By Jason Tomassini
BALTIMORE (Reuters) - Two brothers were found not guilty on Wednesday of conspiring to murder a blind, developmentally disabled man in Maryland so his case worker could collect $1.4 million in life insurance policies.
The Baltimore jury cleared Kareem Jamal Clea and James Omar Clea III in a murder-for-hire plot prosecutors said was organized by a pastor who worked for a nonprofit organization that serves the developmentally disabled.
Lemuel Wallace, 37, was picked up from his group home and shot dead in a bathroom at a nearby park in 2009 after his case worker, Kevin Pushia, took out several life insurance policies on him by posing as his relative.
Pushia later told police that he paid the Clea brothers more than $50,000 for the murder, using funds from his church.

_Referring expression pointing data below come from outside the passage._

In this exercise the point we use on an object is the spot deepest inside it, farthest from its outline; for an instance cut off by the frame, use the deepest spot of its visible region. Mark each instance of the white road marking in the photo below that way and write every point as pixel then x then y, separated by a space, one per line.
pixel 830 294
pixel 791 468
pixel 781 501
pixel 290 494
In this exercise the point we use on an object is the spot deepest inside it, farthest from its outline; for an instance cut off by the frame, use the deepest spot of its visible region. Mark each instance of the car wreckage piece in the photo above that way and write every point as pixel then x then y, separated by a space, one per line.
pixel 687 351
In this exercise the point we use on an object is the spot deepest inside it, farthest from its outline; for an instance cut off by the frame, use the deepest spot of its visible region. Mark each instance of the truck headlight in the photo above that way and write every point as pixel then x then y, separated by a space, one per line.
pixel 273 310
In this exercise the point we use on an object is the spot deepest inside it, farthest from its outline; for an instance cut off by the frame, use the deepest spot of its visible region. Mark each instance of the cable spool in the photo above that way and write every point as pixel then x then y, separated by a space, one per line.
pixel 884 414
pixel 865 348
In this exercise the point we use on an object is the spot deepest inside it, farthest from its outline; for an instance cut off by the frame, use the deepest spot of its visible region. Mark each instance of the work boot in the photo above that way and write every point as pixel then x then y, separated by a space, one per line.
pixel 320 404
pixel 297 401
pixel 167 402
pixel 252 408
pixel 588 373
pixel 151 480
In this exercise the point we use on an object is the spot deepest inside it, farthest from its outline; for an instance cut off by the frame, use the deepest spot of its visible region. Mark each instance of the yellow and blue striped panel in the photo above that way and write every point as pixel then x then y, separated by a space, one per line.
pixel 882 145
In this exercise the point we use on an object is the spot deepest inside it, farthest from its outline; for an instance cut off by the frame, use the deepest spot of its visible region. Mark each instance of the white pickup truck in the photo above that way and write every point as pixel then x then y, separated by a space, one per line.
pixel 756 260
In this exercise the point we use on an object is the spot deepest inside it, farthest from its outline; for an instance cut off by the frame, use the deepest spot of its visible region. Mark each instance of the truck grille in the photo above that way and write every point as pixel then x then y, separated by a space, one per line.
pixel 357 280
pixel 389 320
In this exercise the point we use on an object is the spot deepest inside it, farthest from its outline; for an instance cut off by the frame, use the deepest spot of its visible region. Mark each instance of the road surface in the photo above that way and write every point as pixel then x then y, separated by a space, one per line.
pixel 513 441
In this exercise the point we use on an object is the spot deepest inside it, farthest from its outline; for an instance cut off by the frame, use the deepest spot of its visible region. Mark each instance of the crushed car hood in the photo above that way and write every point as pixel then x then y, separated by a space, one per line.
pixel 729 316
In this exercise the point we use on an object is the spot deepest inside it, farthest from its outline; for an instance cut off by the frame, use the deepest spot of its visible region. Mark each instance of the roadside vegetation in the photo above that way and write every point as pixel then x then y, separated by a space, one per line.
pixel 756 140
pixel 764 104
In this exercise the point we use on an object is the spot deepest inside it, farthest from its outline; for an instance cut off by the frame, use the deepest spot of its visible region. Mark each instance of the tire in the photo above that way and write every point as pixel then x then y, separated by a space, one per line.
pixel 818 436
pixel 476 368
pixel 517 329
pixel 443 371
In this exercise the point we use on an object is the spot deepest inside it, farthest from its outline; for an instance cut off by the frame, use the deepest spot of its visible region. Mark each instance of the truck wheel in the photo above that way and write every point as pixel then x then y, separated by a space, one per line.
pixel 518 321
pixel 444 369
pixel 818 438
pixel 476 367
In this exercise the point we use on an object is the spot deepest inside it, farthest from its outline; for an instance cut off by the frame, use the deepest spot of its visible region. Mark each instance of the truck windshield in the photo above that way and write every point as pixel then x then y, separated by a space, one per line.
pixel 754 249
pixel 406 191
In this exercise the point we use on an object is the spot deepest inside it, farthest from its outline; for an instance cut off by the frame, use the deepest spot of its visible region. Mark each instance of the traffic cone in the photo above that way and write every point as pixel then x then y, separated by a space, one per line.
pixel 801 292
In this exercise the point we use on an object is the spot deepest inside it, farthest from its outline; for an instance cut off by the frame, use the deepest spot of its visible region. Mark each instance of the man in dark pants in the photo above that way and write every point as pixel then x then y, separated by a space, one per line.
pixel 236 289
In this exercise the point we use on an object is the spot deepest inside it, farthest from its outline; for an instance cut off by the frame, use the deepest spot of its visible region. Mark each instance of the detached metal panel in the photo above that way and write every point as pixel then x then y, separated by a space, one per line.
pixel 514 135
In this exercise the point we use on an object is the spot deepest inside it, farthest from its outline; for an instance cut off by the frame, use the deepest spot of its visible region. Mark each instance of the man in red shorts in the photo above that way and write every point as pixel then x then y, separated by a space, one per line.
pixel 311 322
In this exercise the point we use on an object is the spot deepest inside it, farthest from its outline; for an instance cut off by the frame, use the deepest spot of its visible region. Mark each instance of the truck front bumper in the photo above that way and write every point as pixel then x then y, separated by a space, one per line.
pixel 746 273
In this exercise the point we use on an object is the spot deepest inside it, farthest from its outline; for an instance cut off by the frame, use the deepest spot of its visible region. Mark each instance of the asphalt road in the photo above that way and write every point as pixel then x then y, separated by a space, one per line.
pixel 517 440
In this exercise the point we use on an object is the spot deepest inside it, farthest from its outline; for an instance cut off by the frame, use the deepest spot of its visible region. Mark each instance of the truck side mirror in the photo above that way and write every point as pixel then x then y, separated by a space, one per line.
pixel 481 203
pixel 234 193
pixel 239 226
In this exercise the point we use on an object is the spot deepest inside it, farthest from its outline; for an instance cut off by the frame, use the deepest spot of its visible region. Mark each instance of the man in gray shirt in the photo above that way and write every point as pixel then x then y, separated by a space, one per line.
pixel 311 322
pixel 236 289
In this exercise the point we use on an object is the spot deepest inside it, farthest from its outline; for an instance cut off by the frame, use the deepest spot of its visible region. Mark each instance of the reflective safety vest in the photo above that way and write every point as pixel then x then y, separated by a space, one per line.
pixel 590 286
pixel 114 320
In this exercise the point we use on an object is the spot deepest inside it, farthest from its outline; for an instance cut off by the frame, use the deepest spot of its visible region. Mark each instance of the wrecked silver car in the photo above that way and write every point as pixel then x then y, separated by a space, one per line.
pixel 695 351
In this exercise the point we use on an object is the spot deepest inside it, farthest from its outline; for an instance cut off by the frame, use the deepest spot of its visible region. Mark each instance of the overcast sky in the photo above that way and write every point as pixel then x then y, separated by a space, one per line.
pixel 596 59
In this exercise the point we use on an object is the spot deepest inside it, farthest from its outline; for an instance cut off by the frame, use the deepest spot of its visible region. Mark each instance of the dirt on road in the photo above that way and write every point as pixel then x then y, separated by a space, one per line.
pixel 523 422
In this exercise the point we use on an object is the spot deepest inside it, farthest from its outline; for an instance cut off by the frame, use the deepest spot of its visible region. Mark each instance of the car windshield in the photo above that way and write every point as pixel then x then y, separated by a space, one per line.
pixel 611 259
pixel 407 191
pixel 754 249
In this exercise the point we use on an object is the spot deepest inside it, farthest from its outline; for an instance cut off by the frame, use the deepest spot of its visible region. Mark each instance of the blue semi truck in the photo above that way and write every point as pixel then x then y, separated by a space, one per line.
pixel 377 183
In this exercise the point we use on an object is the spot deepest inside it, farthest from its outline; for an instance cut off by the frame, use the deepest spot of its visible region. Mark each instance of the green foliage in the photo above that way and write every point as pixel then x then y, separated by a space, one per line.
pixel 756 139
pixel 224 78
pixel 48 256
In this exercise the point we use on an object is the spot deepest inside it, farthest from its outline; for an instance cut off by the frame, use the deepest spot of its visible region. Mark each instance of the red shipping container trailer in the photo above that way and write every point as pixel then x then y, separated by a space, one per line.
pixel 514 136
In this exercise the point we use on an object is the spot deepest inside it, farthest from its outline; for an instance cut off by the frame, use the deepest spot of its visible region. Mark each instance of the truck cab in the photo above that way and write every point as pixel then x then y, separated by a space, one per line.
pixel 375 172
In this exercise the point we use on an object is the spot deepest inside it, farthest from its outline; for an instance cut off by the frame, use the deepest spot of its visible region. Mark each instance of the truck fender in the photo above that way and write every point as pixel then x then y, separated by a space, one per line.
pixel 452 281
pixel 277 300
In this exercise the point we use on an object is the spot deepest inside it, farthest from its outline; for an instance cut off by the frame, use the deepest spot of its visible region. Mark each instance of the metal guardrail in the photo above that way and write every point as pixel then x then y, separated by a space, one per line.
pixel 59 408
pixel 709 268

Both brothers were charged with conspiracy to commit first-degree murder, with Kareem Clea, 28, accused of being the shooter.
After the verdict was read in court, James Clea, 33, doubled over with relief. The two brothers, mostly silent during the three-week trial, shared a brief hug before a guard separated them. Neither brother testified at trial.
The Clea family, weeping and hugging in the hallway after the trial, declined comment, as did prosecutor Robin Wherley.
Much of the trial revolved around the rambling, often contradictory testimony of Pushia, who pleaded guilty to organizing the murder and faces life in prison when sentenced next month.
Defense attorneys had argued that Pushia framed the Clea brothers and testified against them to gain leniency in his own case.
Attorneys on both sides also criticized police for failing to fingerprint or analyze a soda can and footprint found at the crime scene.
In her closing arguments, the prosecutor reminded the jury that two employees of the group home testified they saw a man pick up Wallace just hours before his death. But both employees failed to clearly identify Kareem Clea as that man when asked by police and during testimony.
Police initially arrested Pushia after an insurance company alerted them to his name on Wallace's life insurance policies. After searching Pushia's Baltimore home, police found a day planner with "LW project complete" written for February 4, 2009, the date of the murder.
Pushia eventually confessed "LW" stood for Lemuel Wallace.